My (almost daily) walk through our village has become part of what I need to relax and wind down. As this blog has described earlier, it takes me through the 'urban' part of this little quaint village, past charming old Dutch merchant houses with hidden garden gems, which you are sometimes lucky to get a glimpse of, provided the garden doors have been kept open.
As I continue, it leads me out on a small road which once was covered with tarmac but nowadays presents more stones than it does smooth surface. Once you hit that road, you're in the proper countryside. And this, just 10 minutes or so from home.
Alongside one side of the road stretches an enormous hedge, in front of which nettles are growing high. I have learnt that you can judge the age of a hedge by counting the number of species living inside it. Hedge making is an incredibly interesting art form and takes a skilled workforce - and some time - to create a hedge.
On the other side of the road lies Topsham Bowling Green Marsh, where twitchers from all around the world come to do what twitchers do - watch birds, talk birds, read about birds and... well, maybe not eat birds.

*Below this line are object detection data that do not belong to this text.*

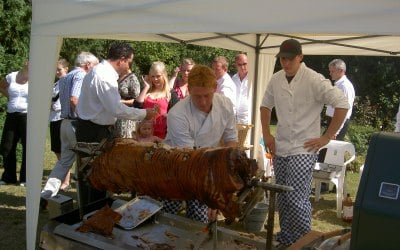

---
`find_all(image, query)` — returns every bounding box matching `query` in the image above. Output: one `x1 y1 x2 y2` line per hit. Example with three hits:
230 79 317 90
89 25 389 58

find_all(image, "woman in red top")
169 58 195 100
137 62 179 139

The location at the river Exe estuary, with its salt marshes, reedbeds and vast mudflats means there is always plenty of food for migrating birds. There is a bird hide which allows you to get up close and personal with egrets, shell ducks and curlews. People who can spot and name birds impress me. To me, birds will probably always remain "that black and white one with long legs" or "the one with the pointy bill". On the other hand, I find crows, blackbirds and house sparrows just as interesting and beautiful as their more famous mates.

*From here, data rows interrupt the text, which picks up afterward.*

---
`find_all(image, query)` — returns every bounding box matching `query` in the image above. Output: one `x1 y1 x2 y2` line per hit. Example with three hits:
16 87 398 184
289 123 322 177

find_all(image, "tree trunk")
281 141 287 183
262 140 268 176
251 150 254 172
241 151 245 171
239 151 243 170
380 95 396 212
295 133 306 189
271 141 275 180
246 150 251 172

As much as I like birds, I find the cows along this road more pleasing. There is something very peaceful about cows, graising in a field of buttercups. Maybe we all should live more like cows. Chill out, eat, sleep and well... recycle to use a word.
What I find fascinating as well, is to follow the changes in nature. When you walk the same road every other day, you can really observe what's happening. Every little bush becomes somewhat familiar and you get almost upset if you find someone has chopped it off one day.
I have started to take pictures of the same oak tree every time I pass. I am hoping to put together a collection of photos on how this tree changes during the seasons.
I am not a winter person, I prefer Spring and Autumn. I find Summer often being too stressful and hectic. But whatever the season, I feel the need to observe it, to live with its changes in order to adapt to the forthcoming one. Maybe this is due to the fact that I originate from a Nordic country, where the seasons are much more dramatic and obvious, I don't know. Or maybe it is just the biological clock we all have within.